My code use apache.ml.clustering.GaussianMixture, but its init method private def initRandom(...)
does not work well, so I want to customize a new init
method.
At first I want to "extends" class GuassianMixture
, but initRandom
is a private method.
Then I tried another way, it is to set initial GMM, but sadly source code says that TODO: SPARK-15785 Support users supplied initial GMM.
I've also tried to copy the code of class GuassianMixture
for my custom class, but there are too many things attached to it. GaussianMixture.scala comes with sort of classes and traits, some of which are only accessible within ML packages.
I solved it by myself. Here is my solution.
I created class CustomGaussianMixture
which extends GaussianMixture
from official package org.apache.spark.ml.clustering
.
And within my project, I created a new package, also named as org.apache.spark.ml.clustering
(to prevent deal with scope of sort of complexity classes/traits/objects in org.apache.spark.ml.clustering
).

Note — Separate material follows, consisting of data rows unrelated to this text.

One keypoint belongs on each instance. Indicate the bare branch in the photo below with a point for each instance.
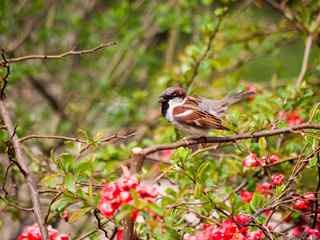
(305, 59)
(20, 158)
(57, 56)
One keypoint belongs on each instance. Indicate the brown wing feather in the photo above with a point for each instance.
(196, 118)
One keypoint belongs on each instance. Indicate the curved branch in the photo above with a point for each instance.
(57, 56)
(22, 162)
(140, 154)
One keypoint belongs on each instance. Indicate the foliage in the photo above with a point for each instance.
(66, 109)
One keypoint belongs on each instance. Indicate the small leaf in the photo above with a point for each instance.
(76, 215)
(70, 183)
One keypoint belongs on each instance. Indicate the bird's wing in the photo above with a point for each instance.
(190, 114)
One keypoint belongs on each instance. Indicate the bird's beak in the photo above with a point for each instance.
(162, 99)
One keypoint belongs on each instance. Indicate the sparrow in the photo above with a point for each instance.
(195, 115)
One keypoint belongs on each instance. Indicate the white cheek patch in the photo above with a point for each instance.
(173, 103)
(185, 113)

And place my custom class in it.
The next thing is to override the method(fit
) call initRandom
, a non-private method, so I can override it. Specifically, Just write my new init method in class CustomGaussianMixture
, and copy method fit
from official source code in GaussianMixture.scala
to class CustomGaussianMixture
, remember to modify code in CustomGaussianMixture.fit()
to call my custom init method.
At last, just use CustomGaussianMixture
instead of GaussianMixture
when needed.